What motivates you to do a good job?
Government has a bit of a reputation for being archaic or frustrating. Long complicated forms and a 23-page booklet that tries to explain how to fill it out.
I have a deep-rooted desire to help. To make things better. Helping people is the thing that makes me get up on a morning.
Working for startups was cool. I mean, we had a pool table in the office! But making things better just meant the product made more money.
Working for DWP gives me the chance to actually make a difference to people’s lives, and that is way cooler!
How do you learn at work?
Government has a really good design community, where we can share knowledge. Whether that is sharing articles, contributing to forums or watching show-and-tells about other people’s work. There's always something to learn!
I also like to attend conferences. I've been lucky enough to get to several this year, including Camp Digital, Frontend North East and NUX Manchester.
What are your aims for the year? For example, if you work in accessibility do you have any plans to help make workplaces more inclusive? If you work in Learning and Development how are you going to promote workplace learning?
I plan to continue promoting all the great work that's being done in Government. We're always on the look-out for more designers to come and make things better.

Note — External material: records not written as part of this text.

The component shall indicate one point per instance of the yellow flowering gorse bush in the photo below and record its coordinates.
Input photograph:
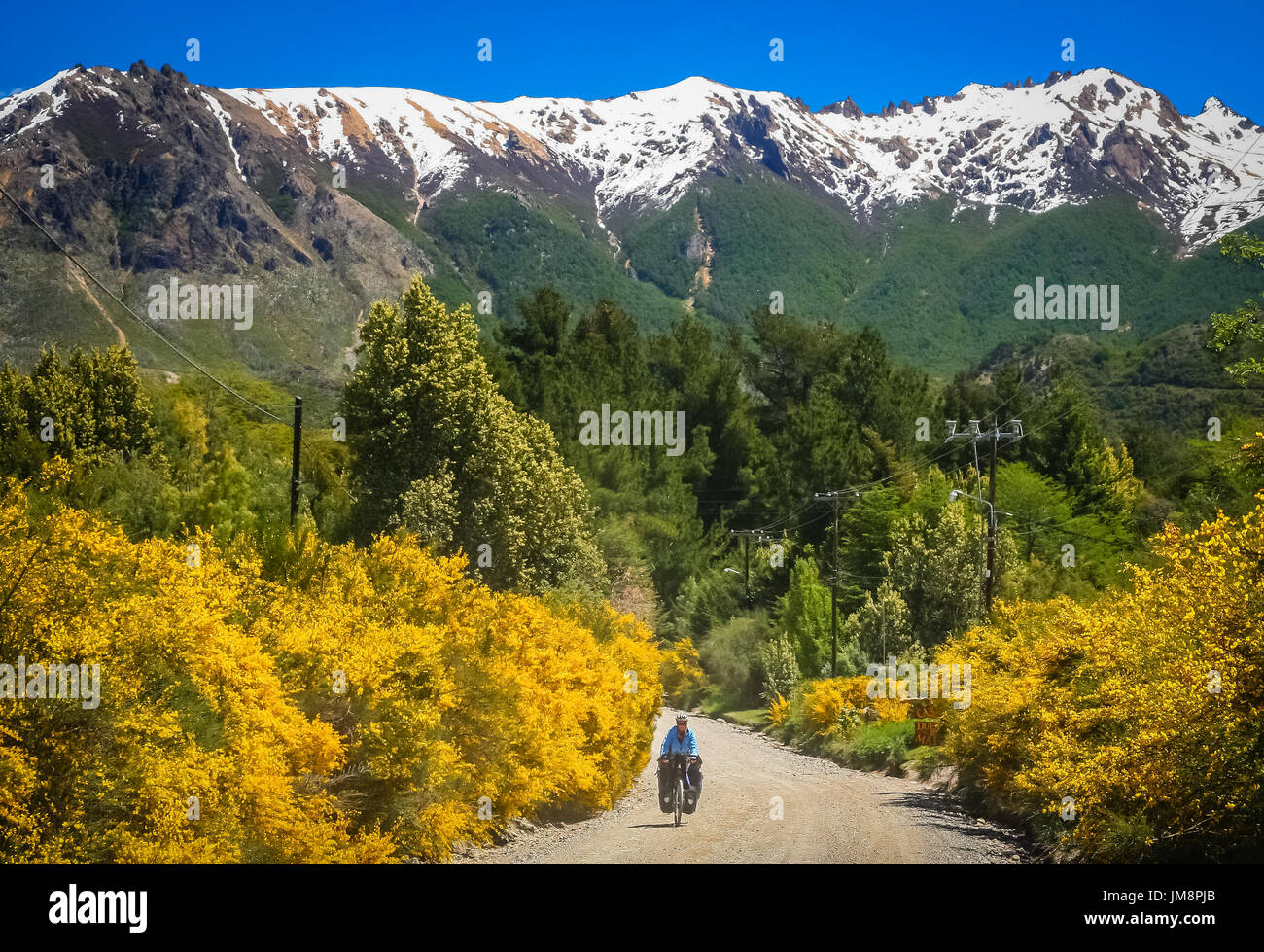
(382, 706)
(1145, 708)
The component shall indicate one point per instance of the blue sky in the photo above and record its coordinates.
(872, 52)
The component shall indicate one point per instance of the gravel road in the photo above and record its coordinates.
(828, 814)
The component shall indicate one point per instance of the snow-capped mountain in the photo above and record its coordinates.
(1029, 146)
(1033, 146)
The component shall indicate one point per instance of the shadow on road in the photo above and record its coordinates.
(940, 811)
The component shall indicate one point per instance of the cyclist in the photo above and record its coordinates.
(681, 740)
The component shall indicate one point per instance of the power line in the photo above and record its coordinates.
(133, 314)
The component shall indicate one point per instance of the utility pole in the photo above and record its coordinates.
(746, 567)
(294, 469)
(994, 439)
(833, 584)
(747, 535)
(991, 521)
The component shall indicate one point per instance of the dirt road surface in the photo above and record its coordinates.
(828, 814)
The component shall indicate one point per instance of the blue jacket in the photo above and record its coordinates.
(674, 745)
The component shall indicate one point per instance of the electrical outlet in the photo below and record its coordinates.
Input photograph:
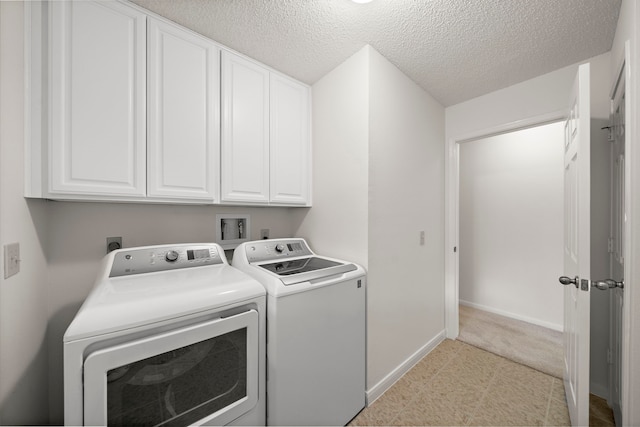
(11, 259)
(113, 243)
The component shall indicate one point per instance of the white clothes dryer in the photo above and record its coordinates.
(316, 363)
(169, 335)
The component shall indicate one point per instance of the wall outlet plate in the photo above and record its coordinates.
(113, 243)
(11, 259)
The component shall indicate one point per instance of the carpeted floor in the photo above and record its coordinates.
(531, 345)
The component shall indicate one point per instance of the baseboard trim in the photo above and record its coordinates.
(531, 320)
(383, 385)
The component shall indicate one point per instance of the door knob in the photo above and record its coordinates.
(603, 285)
(569, 281)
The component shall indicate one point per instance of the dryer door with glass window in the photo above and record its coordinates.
(206, 372)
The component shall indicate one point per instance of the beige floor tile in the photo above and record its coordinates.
(526, 381)
(600, 411)
(558, 414)
(427, 412)
(493, 412)
(557, 390)
(454, 392)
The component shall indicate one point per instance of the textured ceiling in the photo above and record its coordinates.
(454, 49)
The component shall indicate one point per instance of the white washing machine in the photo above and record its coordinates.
(169, 335)
(316, 360)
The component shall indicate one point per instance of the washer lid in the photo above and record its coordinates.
(306, 269)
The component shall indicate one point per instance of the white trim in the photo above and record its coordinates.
(630, 316)
(553, 326)
(383, 385)
(452, 214)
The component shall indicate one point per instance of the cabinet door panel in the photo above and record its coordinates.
(183, 87)
(289, 142)
(245, 130)
(97, 99)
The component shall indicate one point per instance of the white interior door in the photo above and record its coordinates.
(577, 250)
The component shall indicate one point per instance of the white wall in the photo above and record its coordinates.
(23, 297)
(511, 224)
(378, 181)
(337, 225)
(406, 196)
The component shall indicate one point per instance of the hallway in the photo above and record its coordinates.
(458, 384)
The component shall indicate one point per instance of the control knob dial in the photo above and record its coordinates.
(171, 256)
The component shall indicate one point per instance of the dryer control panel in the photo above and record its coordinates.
(161, 258)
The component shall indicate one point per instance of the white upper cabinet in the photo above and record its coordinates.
(183, 113)
(125, 105)
(97, 105)
(289, 142)
(265, 135)
(245, 130)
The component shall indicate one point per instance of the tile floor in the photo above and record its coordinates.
(458, 384)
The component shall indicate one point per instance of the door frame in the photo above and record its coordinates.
(631, 311)
(452, 207)
(631, 304)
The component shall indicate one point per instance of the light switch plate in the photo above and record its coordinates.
(11, 259)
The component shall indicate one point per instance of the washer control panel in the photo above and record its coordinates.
(160, 258)
(266, 250)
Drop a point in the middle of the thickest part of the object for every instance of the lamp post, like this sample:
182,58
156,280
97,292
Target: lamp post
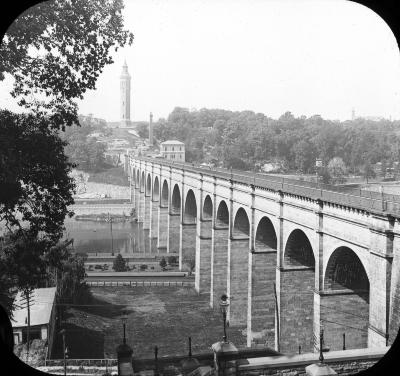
224,304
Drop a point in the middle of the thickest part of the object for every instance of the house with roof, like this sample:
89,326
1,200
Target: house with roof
173,150
42,315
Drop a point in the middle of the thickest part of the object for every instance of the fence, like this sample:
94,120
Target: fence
365,200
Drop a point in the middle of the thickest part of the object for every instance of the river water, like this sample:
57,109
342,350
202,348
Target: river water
123,237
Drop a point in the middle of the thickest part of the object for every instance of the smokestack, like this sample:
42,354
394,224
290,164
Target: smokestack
151,130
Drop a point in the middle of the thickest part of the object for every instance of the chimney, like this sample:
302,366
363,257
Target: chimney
151,130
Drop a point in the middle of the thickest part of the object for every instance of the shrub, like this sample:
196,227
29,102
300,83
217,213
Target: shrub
163,263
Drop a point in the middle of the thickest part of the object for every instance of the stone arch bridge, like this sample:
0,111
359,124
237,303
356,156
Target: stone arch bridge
289,254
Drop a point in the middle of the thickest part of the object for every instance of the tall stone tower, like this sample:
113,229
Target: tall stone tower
125,85
151,130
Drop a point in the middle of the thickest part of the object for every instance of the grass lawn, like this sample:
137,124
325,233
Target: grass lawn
162,316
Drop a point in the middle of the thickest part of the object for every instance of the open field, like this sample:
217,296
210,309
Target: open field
162,316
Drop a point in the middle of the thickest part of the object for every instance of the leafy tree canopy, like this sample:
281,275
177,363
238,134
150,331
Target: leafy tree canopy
56,50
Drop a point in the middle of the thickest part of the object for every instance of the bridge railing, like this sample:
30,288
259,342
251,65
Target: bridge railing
357,198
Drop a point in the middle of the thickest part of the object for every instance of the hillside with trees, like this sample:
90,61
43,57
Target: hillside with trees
245,139
85,152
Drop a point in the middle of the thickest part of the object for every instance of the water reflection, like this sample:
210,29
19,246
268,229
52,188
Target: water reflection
124,237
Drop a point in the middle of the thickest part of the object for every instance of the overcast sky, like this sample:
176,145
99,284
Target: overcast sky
308,57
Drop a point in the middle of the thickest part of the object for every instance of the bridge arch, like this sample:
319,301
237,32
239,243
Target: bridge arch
345,302
190,212
207,208
176,199
164,194
265,235
297,292
298,250
222,214
148,185
156,189
241,223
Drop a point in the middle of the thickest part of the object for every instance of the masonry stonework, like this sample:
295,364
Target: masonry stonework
330,222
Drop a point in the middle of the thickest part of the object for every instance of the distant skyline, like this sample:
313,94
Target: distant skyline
309,57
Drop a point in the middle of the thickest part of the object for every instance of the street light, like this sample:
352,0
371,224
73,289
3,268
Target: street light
224,304
65,351
124,353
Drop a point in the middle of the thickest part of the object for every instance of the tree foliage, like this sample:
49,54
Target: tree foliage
337,169
83,151
56,50
71,280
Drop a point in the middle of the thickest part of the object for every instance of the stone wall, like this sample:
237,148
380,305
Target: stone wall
220,265
345,313
239,253
263,300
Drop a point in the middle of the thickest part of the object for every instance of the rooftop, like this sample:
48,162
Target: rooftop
41,305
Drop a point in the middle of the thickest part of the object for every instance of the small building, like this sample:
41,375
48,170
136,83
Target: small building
173,150
42,315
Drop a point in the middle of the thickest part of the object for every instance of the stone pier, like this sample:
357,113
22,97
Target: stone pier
238,248
203,256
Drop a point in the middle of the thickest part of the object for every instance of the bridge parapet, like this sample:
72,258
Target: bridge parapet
379,203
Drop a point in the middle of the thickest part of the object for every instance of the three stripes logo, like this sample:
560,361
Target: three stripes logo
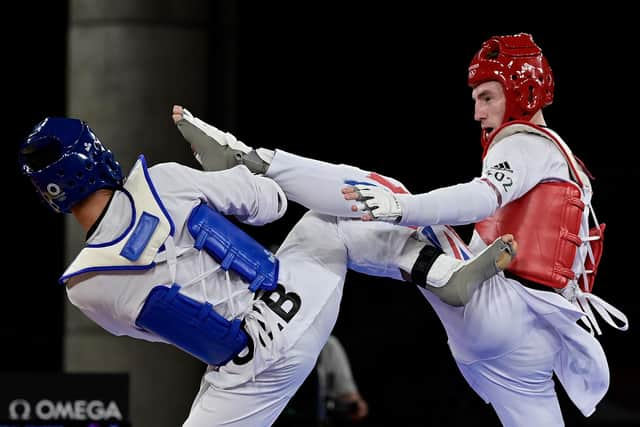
503,167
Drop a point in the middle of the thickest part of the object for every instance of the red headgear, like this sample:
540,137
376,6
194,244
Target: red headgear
517,63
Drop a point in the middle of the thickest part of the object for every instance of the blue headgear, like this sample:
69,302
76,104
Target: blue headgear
66,162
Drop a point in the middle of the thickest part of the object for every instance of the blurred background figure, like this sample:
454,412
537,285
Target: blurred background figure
343,403
329,397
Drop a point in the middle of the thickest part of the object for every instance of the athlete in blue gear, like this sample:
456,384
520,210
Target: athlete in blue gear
162,263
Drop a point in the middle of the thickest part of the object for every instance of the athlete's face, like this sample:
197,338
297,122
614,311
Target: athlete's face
490,104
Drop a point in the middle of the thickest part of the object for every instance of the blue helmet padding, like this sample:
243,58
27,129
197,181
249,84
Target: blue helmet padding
66,162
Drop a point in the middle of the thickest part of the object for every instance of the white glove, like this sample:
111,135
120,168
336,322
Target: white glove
379,202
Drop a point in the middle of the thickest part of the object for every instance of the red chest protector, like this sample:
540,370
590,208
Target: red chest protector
546,223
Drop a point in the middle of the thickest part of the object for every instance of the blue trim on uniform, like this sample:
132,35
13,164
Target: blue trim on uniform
126,231
140,236
156,196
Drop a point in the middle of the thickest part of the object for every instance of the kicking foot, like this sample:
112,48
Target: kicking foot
214,149
454,281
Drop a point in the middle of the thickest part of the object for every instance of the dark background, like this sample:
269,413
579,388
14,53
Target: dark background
382,88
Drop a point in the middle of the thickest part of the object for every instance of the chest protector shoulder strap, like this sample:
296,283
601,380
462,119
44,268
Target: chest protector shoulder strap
546,222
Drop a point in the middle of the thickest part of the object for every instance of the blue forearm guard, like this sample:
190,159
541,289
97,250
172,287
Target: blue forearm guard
192,326
233,248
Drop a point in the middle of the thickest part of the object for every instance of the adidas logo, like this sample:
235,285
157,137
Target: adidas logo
504,166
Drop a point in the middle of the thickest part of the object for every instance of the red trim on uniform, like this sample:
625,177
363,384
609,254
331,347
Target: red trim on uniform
494,188
456,252
385,182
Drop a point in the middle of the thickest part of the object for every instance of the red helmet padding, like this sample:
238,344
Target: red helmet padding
518,64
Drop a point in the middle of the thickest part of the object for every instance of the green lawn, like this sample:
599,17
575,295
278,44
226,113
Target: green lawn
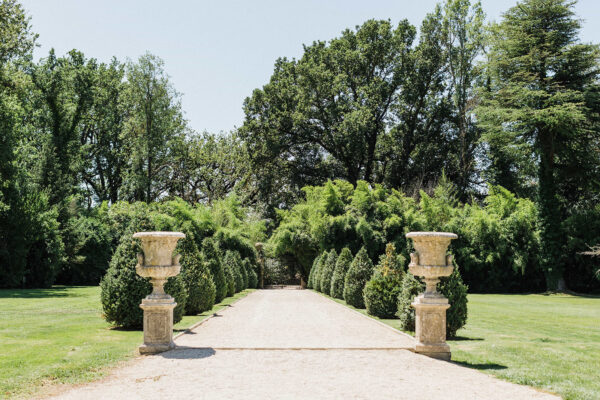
549,342
58,336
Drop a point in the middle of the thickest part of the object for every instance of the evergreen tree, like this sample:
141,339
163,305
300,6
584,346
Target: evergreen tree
358,274
339,274
536,103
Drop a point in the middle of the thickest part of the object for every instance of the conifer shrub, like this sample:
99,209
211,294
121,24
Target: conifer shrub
311,275
339,274
451,287
358,274
198,280
381,292
327,272
122,289
212,260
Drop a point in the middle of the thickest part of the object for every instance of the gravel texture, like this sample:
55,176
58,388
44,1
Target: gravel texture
292,344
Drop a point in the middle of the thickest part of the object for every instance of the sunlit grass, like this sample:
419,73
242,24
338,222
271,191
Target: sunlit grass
57,335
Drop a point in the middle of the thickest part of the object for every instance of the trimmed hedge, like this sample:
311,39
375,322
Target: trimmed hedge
358,274
339,274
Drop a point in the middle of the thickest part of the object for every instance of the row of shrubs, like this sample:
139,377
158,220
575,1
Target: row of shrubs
385,290
218,259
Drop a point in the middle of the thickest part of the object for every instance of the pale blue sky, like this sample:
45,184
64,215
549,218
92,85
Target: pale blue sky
217,52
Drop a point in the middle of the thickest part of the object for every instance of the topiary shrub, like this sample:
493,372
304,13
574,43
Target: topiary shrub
212,261
311,275
197,278
339,274
326,272
381,292
252,277
357,276
451,287
122,289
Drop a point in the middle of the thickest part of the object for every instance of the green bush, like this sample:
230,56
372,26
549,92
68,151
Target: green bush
197,278
122,289
313,272
451,287
339,274
358,274
381,292
411,287
327,272
212,261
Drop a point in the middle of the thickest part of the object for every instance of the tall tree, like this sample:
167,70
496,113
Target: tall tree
538,76
154,122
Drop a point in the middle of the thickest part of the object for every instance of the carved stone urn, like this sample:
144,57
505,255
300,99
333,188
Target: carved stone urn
431,262
158,263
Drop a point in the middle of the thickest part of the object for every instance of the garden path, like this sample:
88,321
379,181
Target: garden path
293,344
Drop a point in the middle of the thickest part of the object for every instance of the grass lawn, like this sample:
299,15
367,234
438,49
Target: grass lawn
58,336
548,342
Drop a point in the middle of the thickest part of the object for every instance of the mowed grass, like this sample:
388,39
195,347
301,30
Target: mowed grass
551,342
57,335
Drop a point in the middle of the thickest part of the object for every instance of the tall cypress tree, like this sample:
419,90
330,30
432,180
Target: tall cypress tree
535,101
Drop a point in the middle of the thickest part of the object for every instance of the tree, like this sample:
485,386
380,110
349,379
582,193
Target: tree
153,123
538,78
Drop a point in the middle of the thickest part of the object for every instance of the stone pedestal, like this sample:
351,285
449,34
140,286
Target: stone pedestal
158,263
431,262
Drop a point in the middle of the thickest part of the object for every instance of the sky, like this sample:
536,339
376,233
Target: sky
217,52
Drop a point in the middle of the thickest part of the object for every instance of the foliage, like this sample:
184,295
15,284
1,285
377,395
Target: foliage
123,289
382,290
326,272
339,273
357,276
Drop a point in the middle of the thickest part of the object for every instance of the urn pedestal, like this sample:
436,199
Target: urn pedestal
431,262
158,263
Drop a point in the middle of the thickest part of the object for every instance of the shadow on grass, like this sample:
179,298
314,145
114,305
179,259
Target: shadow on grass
481,366
37,293
186,353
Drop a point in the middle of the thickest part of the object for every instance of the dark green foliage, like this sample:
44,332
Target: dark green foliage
313,272
212,261
122,289
339,273
197,279
326,272
411,287
357,276
381,292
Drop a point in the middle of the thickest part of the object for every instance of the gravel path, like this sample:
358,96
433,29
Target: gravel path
292,344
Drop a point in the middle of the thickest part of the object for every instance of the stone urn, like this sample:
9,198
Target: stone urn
431,261
158,263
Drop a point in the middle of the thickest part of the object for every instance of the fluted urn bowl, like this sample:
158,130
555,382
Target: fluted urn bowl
430,259
157,261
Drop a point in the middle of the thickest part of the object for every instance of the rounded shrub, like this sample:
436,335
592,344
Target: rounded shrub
339,274
211,259
327,272
198,280
381,292
122,289
313,270
358,274
451,287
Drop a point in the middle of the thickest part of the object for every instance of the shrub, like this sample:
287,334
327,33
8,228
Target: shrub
327,272
311,276
122,289
381,292
198,281
339,274
358,274
451,287
212,261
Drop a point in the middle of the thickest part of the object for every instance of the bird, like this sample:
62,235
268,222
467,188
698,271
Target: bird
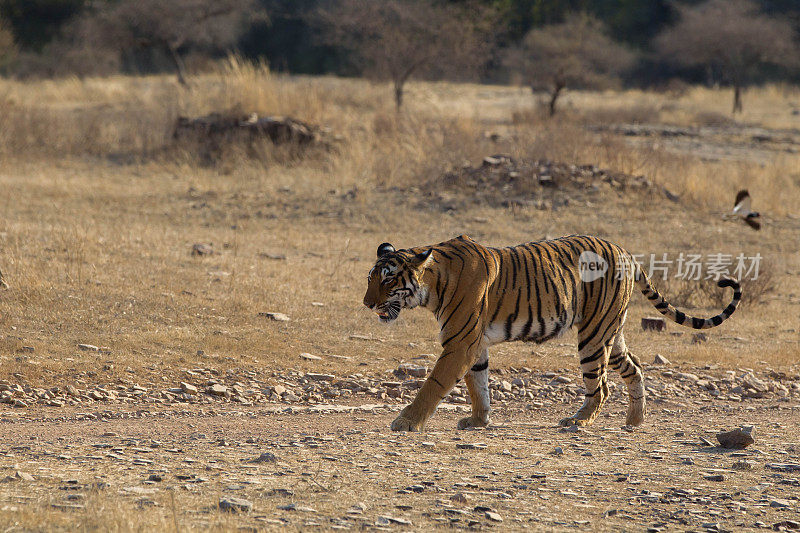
741,209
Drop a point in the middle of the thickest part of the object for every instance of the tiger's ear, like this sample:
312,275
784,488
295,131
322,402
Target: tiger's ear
384,249
421,260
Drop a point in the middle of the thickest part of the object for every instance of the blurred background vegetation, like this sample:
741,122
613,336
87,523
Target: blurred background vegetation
628,43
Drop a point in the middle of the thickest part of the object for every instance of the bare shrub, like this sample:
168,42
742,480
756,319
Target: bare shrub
731,35
173,28
575,53
397,40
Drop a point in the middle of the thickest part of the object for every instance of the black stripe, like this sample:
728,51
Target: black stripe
480,367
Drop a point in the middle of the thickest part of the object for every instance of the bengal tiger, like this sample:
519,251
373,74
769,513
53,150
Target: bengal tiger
536,291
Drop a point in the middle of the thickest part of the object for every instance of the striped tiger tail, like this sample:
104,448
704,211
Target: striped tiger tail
668,310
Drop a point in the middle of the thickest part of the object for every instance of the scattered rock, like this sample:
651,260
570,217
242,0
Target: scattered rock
743,465
660,360
654,323
472,446
265,457
277,317
199,249
188,388
408,369
217,389
88,348
234,505
736,439
780,504
320,377
459,497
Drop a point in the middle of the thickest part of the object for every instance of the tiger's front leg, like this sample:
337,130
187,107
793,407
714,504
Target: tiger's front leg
450,367
477,380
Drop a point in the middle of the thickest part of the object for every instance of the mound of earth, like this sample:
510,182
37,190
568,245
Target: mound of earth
211,133
503,181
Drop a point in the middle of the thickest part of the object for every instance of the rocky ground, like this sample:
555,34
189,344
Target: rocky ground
227,451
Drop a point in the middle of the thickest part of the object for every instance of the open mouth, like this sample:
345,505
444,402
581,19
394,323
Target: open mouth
385,316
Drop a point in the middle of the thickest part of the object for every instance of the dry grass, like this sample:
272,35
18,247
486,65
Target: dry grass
96,246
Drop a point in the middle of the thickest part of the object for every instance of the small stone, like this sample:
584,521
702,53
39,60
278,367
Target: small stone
780,504
277,317
199,249
320,377
408,369
235,505
654,323
217,389
471,446
459,497
736,439
660,360
265,457
743,465
188,388
786,524
88,348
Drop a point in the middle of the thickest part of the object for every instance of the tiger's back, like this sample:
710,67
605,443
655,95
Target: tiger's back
531,292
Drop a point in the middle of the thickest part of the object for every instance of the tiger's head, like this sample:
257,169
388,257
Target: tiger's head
395,282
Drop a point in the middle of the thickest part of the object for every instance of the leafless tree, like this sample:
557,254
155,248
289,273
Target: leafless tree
396,40
731,35
7,46
172,26
575,53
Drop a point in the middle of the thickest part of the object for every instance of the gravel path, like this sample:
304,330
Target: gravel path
227,466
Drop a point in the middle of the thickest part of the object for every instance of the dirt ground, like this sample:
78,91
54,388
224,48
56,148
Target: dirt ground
141,385
340,467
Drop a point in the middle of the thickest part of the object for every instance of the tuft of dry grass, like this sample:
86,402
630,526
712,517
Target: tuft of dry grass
101,212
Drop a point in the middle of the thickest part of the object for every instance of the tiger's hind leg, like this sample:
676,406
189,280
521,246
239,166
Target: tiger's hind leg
477,379
629,367
594,353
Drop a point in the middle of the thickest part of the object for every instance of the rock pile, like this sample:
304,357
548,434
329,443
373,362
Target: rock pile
534,388
501,180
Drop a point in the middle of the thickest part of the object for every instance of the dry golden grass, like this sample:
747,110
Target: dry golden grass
101,213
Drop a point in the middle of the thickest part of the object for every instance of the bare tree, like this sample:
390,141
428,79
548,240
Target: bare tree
173,26
731,35
8,48
575,53
396,40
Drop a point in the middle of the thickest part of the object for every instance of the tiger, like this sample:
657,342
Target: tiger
482,296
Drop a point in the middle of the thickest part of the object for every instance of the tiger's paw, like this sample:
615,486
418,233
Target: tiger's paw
401,423
575,421
473,422
636,413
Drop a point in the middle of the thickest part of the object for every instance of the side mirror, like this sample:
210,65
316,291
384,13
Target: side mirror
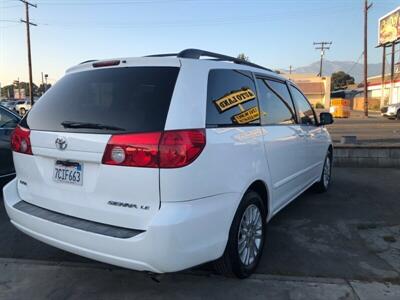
325,118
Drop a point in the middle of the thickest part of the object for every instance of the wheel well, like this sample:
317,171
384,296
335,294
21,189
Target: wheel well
260,187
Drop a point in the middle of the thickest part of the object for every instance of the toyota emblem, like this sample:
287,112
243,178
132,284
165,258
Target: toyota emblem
61,143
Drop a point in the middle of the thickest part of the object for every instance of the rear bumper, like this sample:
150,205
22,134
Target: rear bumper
181,235
389,115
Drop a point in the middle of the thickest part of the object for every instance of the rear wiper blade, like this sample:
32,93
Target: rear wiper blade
72,124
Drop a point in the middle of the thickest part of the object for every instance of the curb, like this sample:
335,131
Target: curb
367,156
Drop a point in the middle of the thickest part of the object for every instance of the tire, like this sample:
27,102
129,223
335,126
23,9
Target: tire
323,184
242,265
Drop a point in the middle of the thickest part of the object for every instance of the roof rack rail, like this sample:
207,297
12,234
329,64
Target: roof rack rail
197,53
90,60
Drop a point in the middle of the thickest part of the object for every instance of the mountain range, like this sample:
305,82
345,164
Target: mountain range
353,68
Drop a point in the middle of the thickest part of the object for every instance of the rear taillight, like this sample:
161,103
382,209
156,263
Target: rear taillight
20,140
168,149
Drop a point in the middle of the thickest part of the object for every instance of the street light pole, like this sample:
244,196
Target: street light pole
366,8
28,39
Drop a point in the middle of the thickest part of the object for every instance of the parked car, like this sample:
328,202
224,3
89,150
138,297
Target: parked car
23,107
166,162
391,111
8,122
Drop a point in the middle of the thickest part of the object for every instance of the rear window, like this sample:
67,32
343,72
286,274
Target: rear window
114,100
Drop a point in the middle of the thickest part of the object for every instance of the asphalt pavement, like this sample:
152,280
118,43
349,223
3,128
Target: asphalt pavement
352,232
372,130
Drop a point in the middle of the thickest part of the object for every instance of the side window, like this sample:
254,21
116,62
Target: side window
282,89
7,120
306,113
274,110
231,98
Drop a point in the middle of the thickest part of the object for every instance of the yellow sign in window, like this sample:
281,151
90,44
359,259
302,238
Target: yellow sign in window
235,98
247,116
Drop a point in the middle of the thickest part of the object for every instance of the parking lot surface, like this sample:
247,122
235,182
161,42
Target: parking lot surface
372,130
352,232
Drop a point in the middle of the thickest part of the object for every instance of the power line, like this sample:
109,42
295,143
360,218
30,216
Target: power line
357,61
28,39
322,46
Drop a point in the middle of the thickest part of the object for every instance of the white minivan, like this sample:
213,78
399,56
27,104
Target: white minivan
165,162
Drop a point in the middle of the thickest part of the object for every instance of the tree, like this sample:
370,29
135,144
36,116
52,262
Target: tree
341,80
243,57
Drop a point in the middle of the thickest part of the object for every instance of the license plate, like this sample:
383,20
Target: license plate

However, I think my main aim for the next year is to continue to raise awareness of accessibility and why everybody should be doing it.
Whether this is doing my empathy in accessibility talk more, writing blog posts, badgering service teams or just ranting about it on Twitter. Whatever the method, that is my plan!
So, if you want me to come and talk about empathy and accessibility at your event, just let me know and we'll see if we can sort something out.